CAIRO (Reuters) - At least 2,000 people rallied in Cairo on Friday in a show of unity between Muslims and Christians and to express anger at the ruling military council after 25 people died when a protest by Coptic Christians led to clashes with the army.
Sunday’s violence, the worst since the fall of President Hosni Mubarak in February, prompted criticism that the council was resorting to the same brutal tactics that Mubarak’s police force had used against dissenters.
Activists said armored vehicles had sped into crowds on Sunday and that troops had used live ammunition to disperse the protest in Cairo which took place after an attack on a church building in southern Egypt.
The incident sparked nationwide fears of growing sectarian tension in the Muslim-majority country.

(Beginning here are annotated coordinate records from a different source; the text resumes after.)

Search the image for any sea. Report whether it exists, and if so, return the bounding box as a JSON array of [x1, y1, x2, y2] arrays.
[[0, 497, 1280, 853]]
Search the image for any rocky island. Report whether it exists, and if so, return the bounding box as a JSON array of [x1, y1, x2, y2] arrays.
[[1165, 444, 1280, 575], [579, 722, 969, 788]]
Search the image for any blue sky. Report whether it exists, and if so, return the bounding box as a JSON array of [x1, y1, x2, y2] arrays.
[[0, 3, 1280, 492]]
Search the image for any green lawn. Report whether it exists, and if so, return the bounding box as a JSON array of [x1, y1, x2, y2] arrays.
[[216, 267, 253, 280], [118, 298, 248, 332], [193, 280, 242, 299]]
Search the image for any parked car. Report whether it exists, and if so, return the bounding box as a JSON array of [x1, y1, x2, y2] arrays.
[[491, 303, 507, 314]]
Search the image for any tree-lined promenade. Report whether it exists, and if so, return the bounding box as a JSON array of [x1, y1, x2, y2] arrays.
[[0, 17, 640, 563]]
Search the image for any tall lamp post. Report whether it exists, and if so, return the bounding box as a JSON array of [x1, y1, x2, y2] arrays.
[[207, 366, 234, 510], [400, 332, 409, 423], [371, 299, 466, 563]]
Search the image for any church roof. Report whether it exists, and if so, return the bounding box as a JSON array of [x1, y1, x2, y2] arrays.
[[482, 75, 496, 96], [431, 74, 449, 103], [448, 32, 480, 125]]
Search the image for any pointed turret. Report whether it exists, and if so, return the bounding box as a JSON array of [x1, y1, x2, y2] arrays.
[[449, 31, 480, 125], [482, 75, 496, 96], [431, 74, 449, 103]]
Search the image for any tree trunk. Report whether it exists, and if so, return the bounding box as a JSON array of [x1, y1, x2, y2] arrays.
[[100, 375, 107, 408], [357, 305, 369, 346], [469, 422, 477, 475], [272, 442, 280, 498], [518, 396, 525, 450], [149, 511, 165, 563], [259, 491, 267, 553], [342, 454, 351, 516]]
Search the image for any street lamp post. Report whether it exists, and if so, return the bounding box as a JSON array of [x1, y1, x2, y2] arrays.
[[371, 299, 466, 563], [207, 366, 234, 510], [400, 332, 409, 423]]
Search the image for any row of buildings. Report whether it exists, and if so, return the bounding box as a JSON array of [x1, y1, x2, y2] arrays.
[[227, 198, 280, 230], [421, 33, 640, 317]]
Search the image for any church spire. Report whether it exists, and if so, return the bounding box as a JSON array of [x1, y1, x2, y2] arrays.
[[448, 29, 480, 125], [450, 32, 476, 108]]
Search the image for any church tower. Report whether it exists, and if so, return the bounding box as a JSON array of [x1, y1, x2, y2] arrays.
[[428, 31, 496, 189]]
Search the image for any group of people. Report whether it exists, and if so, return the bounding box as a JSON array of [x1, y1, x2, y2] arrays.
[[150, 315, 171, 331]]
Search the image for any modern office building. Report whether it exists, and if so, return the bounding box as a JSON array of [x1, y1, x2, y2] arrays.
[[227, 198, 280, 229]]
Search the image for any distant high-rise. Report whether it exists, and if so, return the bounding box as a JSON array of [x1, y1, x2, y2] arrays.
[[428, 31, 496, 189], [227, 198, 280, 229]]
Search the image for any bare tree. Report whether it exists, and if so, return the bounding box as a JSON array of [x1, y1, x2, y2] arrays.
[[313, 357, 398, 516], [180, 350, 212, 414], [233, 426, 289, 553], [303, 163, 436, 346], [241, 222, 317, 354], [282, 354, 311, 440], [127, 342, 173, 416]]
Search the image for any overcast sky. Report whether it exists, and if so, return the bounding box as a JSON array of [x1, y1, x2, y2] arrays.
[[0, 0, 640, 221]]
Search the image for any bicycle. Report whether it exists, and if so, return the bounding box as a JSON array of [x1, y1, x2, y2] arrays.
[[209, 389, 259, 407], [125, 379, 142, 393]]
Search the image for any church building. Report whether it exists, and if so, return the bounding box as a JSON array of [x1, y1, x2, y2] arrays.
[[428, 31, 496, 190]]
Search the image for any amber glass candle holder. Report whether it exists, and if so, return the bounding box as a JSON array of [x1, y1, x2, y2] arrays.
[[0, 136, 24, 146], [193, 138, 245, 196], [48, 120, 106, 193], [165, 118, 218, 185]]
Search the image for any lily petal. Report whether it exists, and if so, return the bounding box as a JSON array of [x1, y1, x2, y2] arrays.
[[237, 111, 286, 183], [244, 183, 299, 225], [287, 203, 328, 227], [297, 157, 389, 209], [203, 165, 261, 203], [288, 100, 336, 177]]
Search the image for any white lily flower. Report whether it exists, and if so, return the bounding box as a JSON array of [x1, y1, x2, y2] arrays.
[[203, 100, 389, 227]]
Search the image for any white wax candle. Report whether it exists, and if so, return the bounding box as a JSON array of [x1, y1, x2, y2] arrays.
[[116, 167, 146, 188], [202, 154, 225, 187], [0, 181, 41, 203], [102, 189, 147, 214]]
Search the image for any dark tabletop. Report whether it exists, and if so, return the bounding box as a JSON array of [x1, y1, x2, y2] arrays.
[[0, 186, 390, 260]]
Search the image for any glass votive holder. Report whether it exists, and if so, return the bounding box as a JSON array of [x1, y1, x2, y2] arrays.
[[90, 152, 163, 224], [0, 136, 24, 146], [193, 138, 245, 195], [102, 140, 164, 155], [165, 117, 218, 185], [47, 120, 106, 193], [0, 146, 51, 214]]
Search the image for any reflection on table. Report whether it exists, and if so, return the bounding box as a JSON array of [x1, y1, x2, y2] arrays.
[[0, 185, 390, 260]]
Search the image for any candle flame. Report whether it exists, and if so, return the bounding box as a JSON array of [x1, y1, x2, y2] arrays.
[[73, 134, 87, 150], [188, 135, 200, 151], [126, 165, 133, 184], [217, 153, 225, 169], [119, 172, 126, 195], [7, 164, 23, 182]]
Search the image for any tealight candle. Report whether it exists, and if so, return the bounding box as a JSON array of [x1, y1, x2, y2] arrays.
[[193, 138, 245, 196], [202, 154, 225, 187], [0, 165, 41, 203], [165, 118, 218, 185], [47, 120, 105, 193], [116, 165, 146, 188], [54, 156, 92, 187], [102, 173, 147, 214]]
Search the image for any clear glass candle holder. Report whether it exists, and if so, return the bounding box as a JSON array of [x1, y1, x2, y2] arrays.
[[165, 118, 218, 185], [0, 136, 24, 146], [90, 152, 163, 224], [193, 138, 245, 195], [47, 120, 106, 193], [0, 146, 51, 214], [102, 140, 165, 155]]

The army, which was initially praised when it took control after Mubarak was ousted for its restraint in handling protests,
denied its troops had opened fire.
On Friday the marchers in Cairo were mostly Muslims with some Christians. They waved Egyptian flags and chanted, “this is not sectarian strife, it’s a military conspiracy.”
Anger toward the military has been growing as the transition to civilian rule has dragged on.
Some participants wore black t-shirts with printed images of Mina Daniel, a young Coptic Christian activist who died during the clashes.
“We are all Mina Daniel” shouted the demonstrators, echoing the popular anti-torture Facebook group called “We are all Khaled Said” which was named after a Muslim activist who rights groups said was beaten to death by police during Mubarak’s era.
“Muslims, go on, tell your fellow Christians that we are all in the same boat.”
“Muslims and Christians, hand-in-hand,” they called out.
The rally ran from Cairo’s Al-Azhar mosque to the Cathedral of Abbasiya, Egypt’s biggest church, before heading to Tahrir Square, the epicentre of protests that toppled Mubarak and now a central gathering point for many demonstrators.
Tension between Muslims and minority Coptic Christians has simmered for years but has worsened since the anti-Mubarak revolt, which gave freer rein to Salafist and other strict Islamist groups that the former president had repressed.
In Sunday’s protest, Christians who took to the streets accused Muslims of partially demolishing a church in Aswan province at the end of September. Muslims in the village say the building did not have a license, but deny attacking it.
Christians, who make up about 10 percent of Egypt’s 80 million people, say Islamists have been using disputes over the legal status of some church buildings to stir up sectarian conflict.